While the Internet encourages small businesses and individuals to purchase access to a global audience, their small budgets are overwhelmed by companies such as AOL-Time Warner and Microsoft, who are online as well. These conglomerates control what we read, hear, and see. Since they have similar interests – minimal regulations by the government, capitalism, and control of the market – consumers are regularly hearing the same message. The Internet, in theory, could provide alternative viewpoints. However, as McChesney implies, this is impossible.

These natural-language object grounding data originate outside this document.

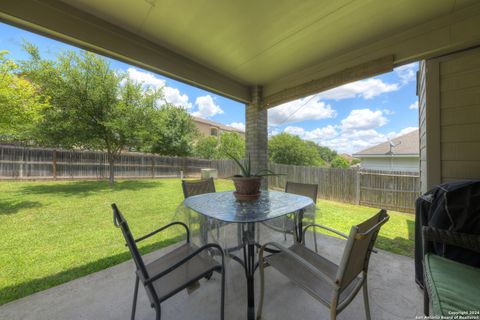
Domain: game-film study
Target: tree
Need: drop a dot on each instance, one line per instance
(285, 148)
(340, 162)
(219, 148)
(91, 105)
(206, 147)
(231, 143)
(20, 102)
(172, 132)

Eventually, any online media company that gets too big or too profitable may be bought by one of the conglomerates. The author devotes only one paragraph to this point, but I feel it is very important. Now, it is possible to go online to find news articles and videos that report different events with different viewpoints. If the media conglomerates continue to merge and edge out the competition, consumers will receive one message regardless of where they turn. McChesney, Robert W. (2001). Global Media, Neoliberalism, and Imperialism. Monthly Review, 52(10), 1.